Tomaso, a double-bass player, and his daughter Agata, a young student, welcome us into their lavish home which looks out over the port of Genova, and a fabulous panorama of the Ligurian sea.
In 2004, Tomaso discovered that as well as a passion for music, he also had a gift for cooking. He started attending courses until he finally gained a professional chef qualification. With the help of the talented Agata, he began organising dinners and events, always striving to develop his creativity in the kitchen whether it’s in restaurants, agriturismos, or even aboard luxurious yauchts in Montecarlo.

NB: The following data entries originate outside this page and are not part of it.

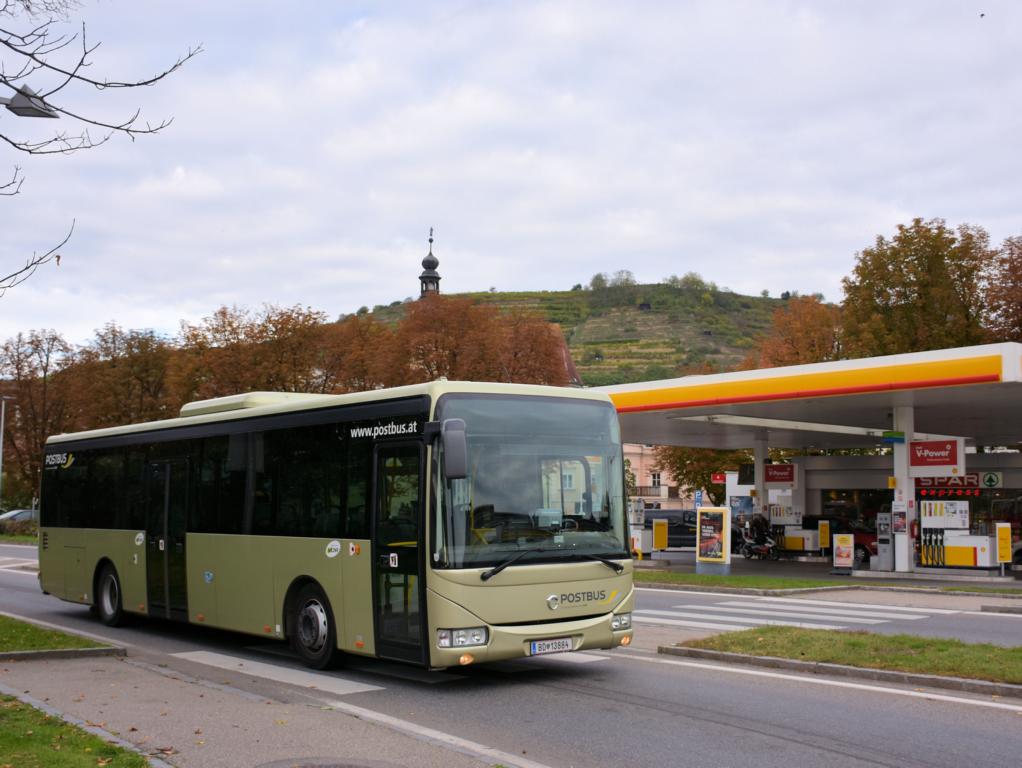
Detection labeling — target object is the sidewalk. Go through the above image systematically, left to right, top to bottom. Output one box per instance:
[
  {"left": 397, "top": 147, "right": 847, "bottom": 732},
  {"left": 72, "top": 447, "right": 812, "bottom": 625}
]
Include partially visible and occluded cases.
[{"left": 0, "top": 654, "right": 493, "bottom": 768}]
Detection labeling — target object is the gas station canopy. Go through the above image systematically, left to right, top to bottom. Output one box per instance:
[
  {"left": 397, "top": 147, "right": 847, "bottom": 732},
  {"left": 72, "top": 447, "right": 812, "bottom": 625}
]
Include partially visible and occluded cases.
[{"left": 598, "top": 343, "right": 1022, "bottom": 450}]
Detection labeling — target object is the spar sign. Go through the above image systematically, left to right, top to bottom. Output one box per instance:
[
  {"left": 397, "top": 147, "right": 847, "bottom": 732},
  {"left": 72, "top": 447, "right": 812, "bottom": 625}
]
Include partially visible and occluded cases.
[{"left": 908, "top": 437, "right": 965, "bottom": 478}]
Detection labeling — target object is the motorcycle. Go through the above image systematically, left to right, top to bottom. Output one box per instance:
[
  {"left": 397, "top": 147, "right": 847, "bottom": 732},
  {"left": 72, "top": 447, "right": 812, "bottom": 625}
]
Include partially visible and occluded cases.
[{"left": 740, "top": 529, "right": 780, "bottom": 560}]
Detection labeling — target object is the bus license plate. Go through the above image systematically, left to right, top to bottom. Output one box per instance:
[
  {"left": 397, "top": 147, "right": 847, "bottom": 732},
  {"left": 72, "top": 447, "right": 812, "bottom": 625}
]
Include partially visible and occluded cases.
[{"left": 531, "top": 637, "right": 573, "bottom": 656}]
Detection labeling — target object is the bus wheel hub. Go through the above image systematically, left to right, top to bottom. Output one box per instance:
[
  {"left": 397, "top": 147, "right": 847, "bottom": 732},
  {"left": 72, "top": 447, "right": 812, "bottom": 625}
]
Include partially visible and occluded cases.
[{"left": 298, "top": 600, "right": 328, "bottom": 651}]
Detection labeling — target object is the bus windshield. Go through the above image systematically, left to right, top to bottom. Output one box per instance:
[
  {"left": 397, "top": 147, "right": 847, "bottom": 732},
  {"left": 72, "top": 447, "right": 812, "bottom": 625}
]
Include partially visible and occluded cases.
[{"left": 433, "top": 395, "right": 627, "bottom": 569}]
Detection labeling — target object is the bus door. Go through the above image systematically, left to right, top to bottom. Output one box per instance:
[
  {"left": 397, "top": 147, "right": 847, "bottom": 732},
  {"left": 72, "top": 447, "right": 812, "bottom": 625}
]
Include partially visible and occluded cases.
[
  {"left": 372, "top": 443, "right": 426, "bottom": 663},
  {"left": 146, "top": 459, "right": 189, "bottom": 621}
]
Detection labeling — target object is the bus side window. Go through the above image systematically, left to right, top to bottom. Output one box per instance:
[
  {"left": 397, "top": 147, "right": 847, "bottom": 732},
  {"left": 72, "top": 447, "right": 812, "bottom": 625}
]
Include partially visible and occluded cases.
[
  {"left": 345, "top": 438, "right": 370, "bottom": 539},
  {"left": 60, "top": 455, "right": 89, "bottom": 528}
]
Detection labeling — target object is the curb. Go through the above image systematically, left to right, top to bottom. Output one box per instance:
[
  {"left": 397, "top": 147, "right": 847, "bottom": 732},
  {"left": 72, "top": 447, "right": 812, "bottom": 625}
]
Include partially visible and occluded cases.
[
  {"left": 634, "top": 580, "right": 1022, "bottom": 599},
  {"left": 981, "top": 604, "right": 1022, "bottom": 614},
  {"left": 658, "top": 645, "right": 1022, "bottom": 700},
  {"left": 0, "top": 646, "right": 127, "bottom": 662},
  {"left": 0, "top": 679, "right": 175, "bottom": 768}
]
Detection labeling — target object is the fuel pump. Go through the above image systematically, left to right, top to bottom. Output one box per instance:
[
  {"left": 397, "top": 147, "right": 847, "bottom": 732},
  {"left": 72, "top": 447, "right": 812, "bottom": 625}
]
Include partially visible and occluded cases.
[{"left": 872, "top": 511, "right": 894, "bottom": 570}]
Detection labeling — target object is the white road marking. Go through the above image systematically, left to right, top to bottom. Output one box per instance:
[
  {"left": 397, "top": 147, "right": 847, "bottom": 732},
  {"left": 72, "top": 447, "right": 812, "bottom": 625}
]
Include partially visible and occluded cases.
[
  {"left": 0, "top": 558, "right": 36, "bottom": 570},
  {"left": 0, "top": 567, "right": 37, "bottom": 576},
  {"left": 636, "top": 587, "right": 756, "bottom": 598},
  {"left": 754, "top": 595, "right": 961, "bottom": 614},
  {"left": 716, "top": 600, "right": 929, "bottom": 621},
  {"left": 673, "top": 604, "right": 888, "bottom": 624},
  {"left": 636, "top": 608, "right": 847, "bottom": 631},
  {"left": 960, "top": 610, "right": 1022, "bottom": 618},
  {"left": 632, "top": 615, "right": 755, "bottom": 632},
  {"left": 172, "top": 650, "right": 383, "bottom": 696},
  {"left": 529, "top": 651, "right": 607, "bottom": 664},
  {"left": 611, "top": 652, "right": 1022, "bottom": 713},
  {"left": 324, "top": 697, "right": 559, "bottom": 768}
]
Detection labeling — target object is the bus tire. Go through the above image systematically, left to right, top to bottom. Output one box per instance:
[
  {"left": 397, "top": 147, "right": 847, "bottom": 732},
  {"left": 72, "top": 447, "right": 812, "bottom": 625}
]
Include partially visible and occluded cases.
[
  {"left": 96, "top": 564, "right": 124, "bottom": 627},
  {"left": 290, "top": 583, "right": 338, "bottom": 670}
]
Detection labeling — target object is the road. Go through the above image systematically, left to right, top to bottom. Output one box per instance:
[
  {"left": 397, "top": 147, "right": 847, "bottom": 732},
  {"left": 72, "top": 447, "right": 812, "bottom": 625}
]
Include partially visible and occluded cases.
[{"left": 2, "top": 543, "right": 1021, "bottom": 768}]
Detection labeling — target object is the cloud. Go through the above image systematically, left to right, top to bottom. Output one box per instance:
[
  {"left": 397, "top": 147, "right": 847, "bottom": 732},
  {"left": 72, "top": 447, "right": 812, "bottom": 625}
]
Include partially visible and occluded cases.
[{"left": 1, "top": 0, "right": 1020, "bottom": 345}]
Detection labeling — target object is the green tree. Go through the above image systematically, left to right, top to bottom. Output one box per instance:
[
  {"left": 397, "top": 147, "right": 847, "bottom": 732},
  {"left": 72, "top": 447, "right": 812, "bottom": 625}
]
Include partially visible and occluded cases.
[
  {"left": 841, "top": 218, "right": 993, "bottom": 356},
  {"left": 652, "top": 446, "right": 750, "bottom": 506}
]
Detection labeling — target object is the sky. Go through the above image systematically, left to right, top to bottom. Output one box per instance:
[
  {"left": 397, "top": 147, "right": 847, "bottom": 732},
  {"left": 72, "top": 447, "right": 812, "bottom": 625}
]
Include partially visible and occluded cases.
[{"left": 1, "top": 1, "right": 1020, "bottom": 344}]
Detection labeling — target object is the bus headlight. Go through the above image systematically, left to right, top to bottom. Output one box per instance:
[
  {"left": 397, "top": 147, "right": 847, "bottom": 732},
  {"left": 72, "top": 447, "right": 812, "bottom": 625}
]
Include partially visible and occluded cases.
[
  {"left": 611, "top": 613, "right": 632, "bottom": 630},
  {"left": 437, "top": 627, "right": 489, "bottom": 648}
]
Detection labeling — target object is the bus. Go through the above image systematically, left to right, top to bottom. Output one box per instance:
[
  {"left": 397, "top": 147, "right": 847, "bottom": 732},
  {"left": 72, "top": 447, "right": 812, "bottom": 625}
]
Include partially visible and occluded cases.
[{"left": 38, "top": 381, "right": 634, "bottom": 669}]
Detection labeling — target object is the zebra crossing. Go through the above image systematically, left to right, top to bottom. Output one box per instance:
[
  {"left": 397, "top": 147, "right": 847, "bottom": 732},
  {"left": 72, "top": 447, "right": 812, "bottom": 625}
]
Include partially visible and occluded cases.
[
  {"left": 0, "top": 556, "right": 37, "bottom": 573},
  {"left": 633, "top": 594, "right": 957, "bottom": 632}
]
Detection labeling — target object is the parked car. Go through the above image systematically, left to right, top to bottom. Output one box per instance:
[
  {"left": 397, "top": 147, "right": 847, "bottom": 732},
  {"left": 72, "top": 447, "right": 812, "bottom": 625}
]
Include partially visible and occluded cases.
[
  {"left": 0, "top": 508, "right": 38, "bottom": 532},
  {"left": 643, "top": 509, "right": 696, "bottom": 548}
]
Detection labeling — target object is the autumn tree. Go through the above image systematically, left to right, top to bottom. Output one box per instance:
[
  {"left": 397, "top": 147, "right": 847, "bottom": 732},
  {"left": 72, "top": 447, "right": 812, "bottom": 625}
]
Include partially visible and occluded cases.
[
  {"left": 841, "top": 218, "right": 993, "bottom": 357},
  {"left": 985, "top": 236, "right": 1022, "bottom": 342},
  {"left": 745, "top": 295, "right": 842, "bottom": 368},
  {"left": 387, "top": 296, "right": 496, "bottom": 384},
  {"left": 389, "top": 296, "right": 569, "bottom": 386},
  {"left": 173, "top": 305, "right": 331, "bottom": 401},
  {"left": 493, "top": 309, "right": 569, "bottom": 386},
  {"left": 320, "top": 313, "right": 394, "bottom": 393},
  {"left": 73, "top": 323, "right": 173, "bottom": 428},
  {"left": 0, "top": 329, "right": 73, "bottom": 502}
]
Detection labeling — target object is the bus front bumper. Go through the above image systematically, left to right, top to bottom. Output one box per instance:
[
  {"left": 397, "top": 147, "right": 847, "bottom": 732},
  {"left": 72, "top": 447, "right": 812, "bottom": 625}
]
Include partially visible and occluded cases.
[{"left": 429, "top": 612, "right": 633, "bottom": 668}]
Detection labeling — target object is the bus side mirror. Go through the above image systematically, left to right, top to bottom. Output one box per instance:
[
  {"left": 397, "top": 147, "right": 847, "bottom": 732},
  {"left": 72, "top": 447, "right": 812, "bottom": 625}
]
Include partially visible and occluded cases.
[{"left": 441, "top": 418, "right": 468, "bottom": 480}]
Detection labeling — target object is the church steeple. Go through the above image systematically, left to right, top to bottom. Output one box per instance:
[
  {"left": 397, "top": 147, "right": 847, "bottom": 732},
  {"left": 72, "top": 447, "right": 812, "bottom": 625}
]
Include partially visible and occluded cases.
[{"left": 419, "top": 227, "right": 441, "bottom": 297}]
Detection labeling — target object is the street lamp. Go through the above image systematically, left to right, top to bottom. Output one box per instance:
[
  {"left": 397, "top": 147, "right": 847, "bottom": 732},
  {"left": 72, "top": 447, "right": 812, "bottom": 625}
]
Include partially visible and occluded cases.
[
  {"left": 0, "top": 85, "right": 59, "bottom": 119},
  {"left": 0, "top": 395, "right": 15, "bottom": 511}
]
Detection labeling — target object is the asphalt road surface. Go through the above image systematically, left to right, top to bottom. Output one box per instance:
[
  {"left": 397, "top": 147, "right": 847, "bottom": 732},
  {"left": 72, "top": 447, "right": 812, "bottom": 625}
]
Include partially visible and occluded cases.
[{"left": 2, "top": 544, "right": 1021, "bottom": 768}]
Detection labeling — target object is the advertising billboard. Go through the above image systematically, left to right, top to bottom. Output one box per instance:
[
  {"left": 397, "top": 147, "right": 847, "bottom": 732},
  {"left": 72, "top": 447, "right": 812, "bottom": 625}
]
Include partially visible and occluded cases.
[
  {"left": 909, "top": 438, "right": 965, "bottom": 478},
  {"left": 697, "top": 506, "right": 730, "bottom": 564},
  {"left": 833, "top": 533, "right": 855, "bottom": 569}
]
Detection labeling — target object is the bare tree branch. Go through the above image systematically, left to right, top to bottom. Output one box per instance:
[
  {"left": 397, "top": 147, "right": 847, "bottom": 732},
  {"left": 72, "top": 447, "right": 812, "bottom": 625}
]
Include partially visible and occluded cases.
[
  {"left": 0, "top": 1, "right": 198, "bottom": 294},
  {"left": 0, "top": 4, "right": 201, "bottom": 156},
  {"left": 0, "top": 164, "right": 21, "bottom": 194},
  {"left": 0, "top": 218, "right": 71, "bottom": 296}
]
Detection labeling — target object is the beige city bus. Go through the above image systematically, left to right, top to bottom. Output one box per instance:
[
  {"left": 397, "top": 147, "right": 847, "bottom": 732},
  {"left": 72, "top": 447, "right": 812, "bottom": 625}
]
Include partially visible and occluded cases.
[{"left": 38, "top": 381, "right": 634, "bottom": 669}]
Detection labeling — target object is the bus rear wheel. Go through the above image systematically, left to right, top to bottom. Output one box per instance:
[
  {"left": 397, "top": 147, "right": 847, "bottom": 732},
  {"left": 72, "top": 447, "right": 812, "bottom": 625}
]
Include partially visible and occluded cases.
[
  {"left": 96, "top": 564, "right": 124, "bottom": 627},
  {"left": 290, "top": 583, "right": 338, "bottom": 670}
]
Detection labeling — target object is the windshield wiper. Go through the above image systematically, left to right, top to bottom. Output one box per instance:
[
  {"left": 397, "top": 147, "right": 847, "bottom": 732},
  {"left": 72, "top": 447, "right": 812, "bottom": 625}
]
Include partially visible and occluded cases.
[
  {"left": 480, "top": 548, "right": 550, "bottom": 581},
  {"left": 574, "top": 552, "right": 625, "bottom": 574}
]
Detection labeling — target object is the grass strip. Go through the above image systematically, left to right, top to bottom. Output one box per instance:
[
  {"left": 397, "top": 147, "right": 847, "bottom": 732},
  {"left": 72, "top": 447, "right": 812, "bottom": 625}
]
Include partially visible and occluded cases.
[
  {"left": 0, "top": 533, "right": 37, "bottom": 544},
  {"left": 633, "top": 570, "right": 852, "bottom": 590},
  {"left": 941, "top": 586, "right": 1022, "bottom": 595},
  {"left": 0, "top": 615, "right": 103, "bottom": 653},
  {"left": 683, "top": 625, "right": 1022, "bottom": 684},
  {"left": 0, "top": 695, "right": 147, "bottom": 767}
]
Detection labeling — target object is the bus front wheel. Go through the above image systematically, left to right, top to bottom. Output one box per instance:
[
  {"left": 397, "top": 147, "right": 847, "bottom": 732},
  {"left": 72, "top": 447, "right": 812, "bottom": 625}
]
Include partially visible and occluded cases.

We begin this Taste Experience in the heart of Genova with an antipasto of stuffed vegetables. Roasted courgettes, onions and peppers are stuffed with breadcrumbs, cheese, garlic and parsley for a truly appetising start.
Next, Tomaso and Agata serve trofie pasta in a pesto made of walnuts and marjoram, a twist on the classic genovese pesto, the nuts and aromatic leaves are crushed together with a pestle and mortar, before adding parmigiano cheese and a glug of olive oil. The pasta is hand made with water and durum wheat flour, before being stretched out and rolled back in on themselves. The result is a porous pasta shape that is perfect for holding the delicious sauce.
We finish on a sweet note with a refreshing ricotta mousse gently infused with basil, served on a bed of strawberry sauce and scattered with flaked almonds.